In short, the MiRKAT method uses the kernel machine framework to compare pairwise similarity in the outcome variable to pairwise similarity in the microbiome profiles.  High correspondence between these measurements suggests an association.  Mathematically, this resembles a linear or logistic regression model with an added kernel function (see figure), which also allows controlling for potential confounders.  The kernel measures the similarity between different individuals, and different kernels can be chosen to evaluate more advanced underlying models.  A score statistic then allows researchers to obtain a p-value for covariate-adjusted associations between microbiome diversity and an outcome of interest. 

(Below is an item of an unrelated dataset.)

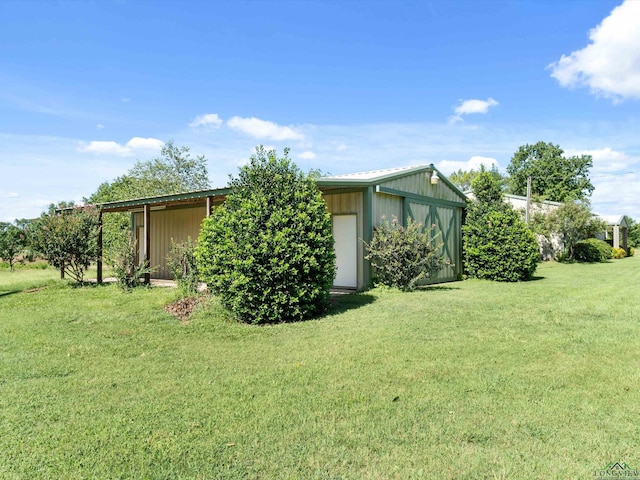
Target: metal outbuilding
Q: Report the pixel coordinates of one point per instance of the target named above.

An extension of their method, "Optimal" MiRKAT, alleviates the issue of having to choose the best distance metric by simultaneously considering several kernel options and correcting for these multiple iterations.  Both methods performed well in simulated and real datasets, demonstrating the power, efficiency, and utility of this new method for microbiome-profiling studies.  For example, the authors used MiRKAT in existing data to replicate an association between microbiome profiles in the lung and smoking status, but were also able to further control for potential confounders not possible in the original research.

"MiRKAT opens the doors for a lot of new research," said Dr. Wu.  "As a generic tool which is more flexible than what is already out there, it will enable the conduct of new studies and facilitate research into the role of microbiome across a wide range of diseases.  This is particularly the case as researchers start to investigate the relationship between the microbiome and more complex outcomes such as time to event outcomes and longitudinal measurements.  MiRKAT also opens new areas of methodological research which we hope to pursue.  The statistical underpinnings of the approach are similar to what is done in genetic association studies; consequently, we hope to exploit these similarities to enable joint analysis of microbiome data with other complex -omics data such as genotyping or metabolomics.  This will be a major focus of my group’s efforts in the near future."

Citation:
Zhao N, Chen J, Carroll IM, Ringel-Kulka T, Epstein MP, Zhou H, Zhou JJ, Ringel Y, Li H, Wu MC. 2015. Testing in microbiome-profiling studies with MiRKAT, the Microbiome Regression-based Kernel Association Test. Am J Hum Genet. 96(5):797-807. doi: 10.1016/j.ajhg.2015.04.003.